Koch received a negative reaction from the audience when he said he would not support an independent review of redistricting — redrawing the boundary lines of legislative representation in Indiana.“What I often don’t hear are the facts of the last redistricting in Indiana,” Koch said. “We produced maps that were a product of nine field hearings throughout the state. We had public access terminals set up throughout the state that were loaded with the same software we were using, that anybody who thought they could do a better job were invited to use those computers and send us maps.”
Koch said those maps received support from both Democrats and Republicans.
“There are people out there who don’t like election outcomes and try to blame that on things other than election issues. That’s out there as well,” he said. “Our Founding Fathers didn’t want an independent commission. The Founding Fathers wanted … for us to do it.”
May said he would support an independent review, but House Bill 1014 which was about that issue, did not get a vote in committee this session.
“I don’t know why anybody would not be in favor of an independent review of redistricting, but I think you need to let the committee system work,” he said.
Toward the end of the program, Winn asked Koch and May to comment on the role of American Legislative Exchange Council in Indiana legislation and how they view ALEC.ALEC is a group that advocates for limited government, free markets and federalism, according to its website.

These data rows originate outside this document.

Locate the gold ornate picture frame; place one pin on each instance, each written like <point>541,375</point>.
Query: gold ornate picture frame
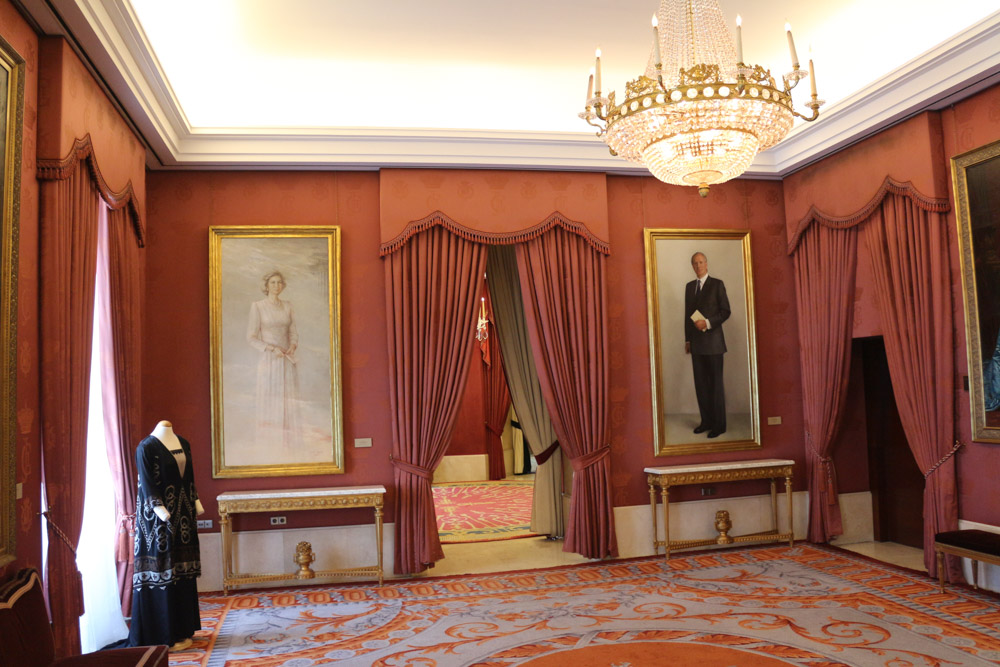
<point>976,177</point>
<point>11,123</point>
<point>671,294</point>
<point>274,295</point>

“It’s no more or less than the other two of the three national organizations,” Koch said mentioning the Council of State Governments and National Conference of State Legislatures.

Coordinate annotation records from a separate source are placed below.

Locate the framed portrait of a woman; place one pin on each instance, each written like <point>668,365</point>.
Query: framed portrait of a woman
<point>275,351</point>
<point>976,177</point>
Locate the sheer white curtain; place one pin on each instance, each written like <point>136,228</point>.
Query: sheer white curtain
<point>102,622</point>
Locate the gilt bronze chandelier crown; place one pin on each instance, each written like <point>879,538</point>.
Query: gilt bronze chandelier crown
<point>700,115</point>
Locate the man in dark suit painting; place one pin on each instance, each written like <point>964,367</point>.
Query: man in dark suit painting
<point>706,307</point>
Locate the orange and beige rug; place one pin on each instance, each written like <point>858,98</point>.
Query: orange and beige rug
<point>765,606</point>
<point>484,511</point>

“They all provide resources, and they all have a role to play. I would say no more or less than the other two” he said about ALEC’s influence.
May, a freshman legislator this session, said he had not heard directly from ALEC.
“I am not a member. I know they have a conference coming up this summer that I am invited to. I won’t say that I’m not (going to be a member), but I’m not at this current time,” May said.
According to ProPublica, an independent and nonprofit newsroom, Koch is listed as receiving contributions from ALEC.
One audience member spoke out during the program about ALEC not being open with the media when the other two organizations are.
The legislators did not respond to that comment.